Thanks chaoseverlasting! actually the problem is about an experiment where there's a wire carrying a current and its placed in a magnetic field. The current is AC and therefore the force of the wire will reverse direrction with the same frequency of the current. This makes the wire resonate. The equation i wrote above is given for the frequency.

It sasys that it's required to measure the mass per unit length of this wire and it says that to do this values of the frequency and wire lenth need to be taken as they are made to vary. A table is given for these values.

Then there's this question which asks to explain how you would use the tabulated data to plot a suitable graph in order to determine the mass per unit length.

Now, i thought that maybe I should get that equation in the y=mx+c form so that I can eventually plot the graph. I can't manage to do it though and that's the problem..Actually, what I really need to figure out is how I'm going to plot the graph not the equation bit.

Hope i cleared some things up here, if it's still vague just ask and maybe I can explain further!

Thanks :-)

4. Dec 23, 2008

### Redbelly98

Staff Emeritus
Hi,

Since f is inversely proportional to L, you won't get a nice linear relation by plotting f vs. L.

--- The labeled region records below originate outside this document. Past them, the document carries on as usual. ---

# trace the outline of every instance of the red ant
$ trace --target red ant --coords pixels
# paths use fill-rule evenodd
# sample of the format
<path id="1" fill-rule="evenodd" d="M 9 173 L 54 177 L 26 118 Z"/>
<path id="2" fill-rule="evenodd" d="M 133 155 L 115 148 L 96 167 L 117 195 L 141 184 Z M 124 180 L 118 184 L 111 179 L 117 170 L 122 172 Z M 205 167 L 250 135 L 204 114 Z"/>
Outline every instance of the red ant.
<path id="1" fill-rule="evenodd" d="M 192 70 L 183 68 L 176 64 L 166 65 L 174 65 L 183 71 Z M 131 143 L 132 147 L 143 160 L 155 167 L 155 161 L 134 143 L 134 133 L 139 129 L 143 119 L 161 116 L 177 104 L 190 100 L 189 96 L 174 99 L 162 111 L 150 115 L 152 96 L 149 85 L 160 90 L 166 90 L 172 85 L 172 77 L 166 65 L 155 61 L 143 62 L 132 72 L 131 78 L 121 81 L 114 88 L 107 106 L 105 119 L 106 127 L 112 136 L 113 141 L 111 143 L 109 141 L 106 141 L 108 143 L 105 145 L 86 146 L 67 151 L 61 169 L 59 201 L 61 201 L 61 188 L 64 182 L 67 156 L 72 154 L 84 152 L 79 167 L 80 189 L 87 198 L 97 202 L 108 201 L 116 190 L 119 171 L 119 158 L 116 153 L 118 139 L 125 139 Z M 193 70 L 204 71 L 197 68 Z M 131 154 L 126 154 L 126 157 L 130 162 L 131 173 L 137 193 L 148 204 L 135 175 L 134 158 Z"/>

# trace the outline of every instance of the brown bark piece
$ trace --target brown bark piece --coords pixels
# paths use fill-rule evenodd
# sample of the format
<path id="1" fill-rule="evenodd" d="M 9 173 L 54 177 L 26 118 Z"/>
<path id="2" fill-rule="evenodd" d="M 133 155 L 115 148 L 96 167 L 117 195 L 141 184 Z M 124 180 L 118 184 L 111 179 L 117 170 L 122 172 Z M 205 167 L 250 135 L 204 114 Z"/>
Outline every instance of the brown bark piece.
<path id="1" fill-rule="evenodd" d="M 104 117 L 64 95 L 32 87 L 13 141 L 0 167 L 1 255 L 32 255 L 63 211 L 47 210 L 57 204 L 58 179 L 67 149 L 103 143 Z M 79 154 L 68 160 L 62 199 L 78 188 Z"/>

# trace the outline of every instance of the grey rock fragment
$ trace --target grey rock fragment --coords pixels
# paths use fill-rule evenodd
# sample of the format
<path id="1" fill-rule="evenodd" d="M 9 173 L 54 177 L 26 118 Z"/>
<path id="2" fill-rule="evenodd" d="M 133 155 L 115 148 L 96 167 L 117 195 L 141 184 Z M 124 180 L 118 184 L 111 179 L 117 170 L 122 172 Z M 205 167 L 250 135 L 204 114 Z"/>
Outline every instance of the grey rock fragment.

However, since f is directly proportional to (1/L), you could plot or make a table of f and (1/L), instead of L.

The graph will then be a straight line, and the slope will be related to μ somehow. Also, you will need to know what P is.

Note to others: the equation in the OP can be written (perhaps more clearly) as

$$\frac{\sqrt{P/\mu}}{2L}$$

5. Dec 24, 2008

### l.e.d.

Thanks for your reply! Yes, I understand what you mean and I think that I have to draw a graph of frequency against 1/L. The problem now is how I will get to find μ because I don't know what the gradient of such a graph will give me. I think, therefore, that before I plot the graph I need to arrange the equation such that it I will be able to know beforehand what the gradient of the graph will give me.

Thanks:-)

6. Dec 24, 2008

### Redbelly98

Staff Emeritus
$$f = \frac{\sqrt{P/\mu}}{2}\cdot \frac{1}{L} \ + \ 0$$

That should help you see what corresponds to "x", "y", "m" and "c" in
y = m.x + c ​

7. Dec 28, 2008

### l.e.d.

Thanks Redbelly98!! I think I can work it out now! And sry for the late reply..Thankyou all! :)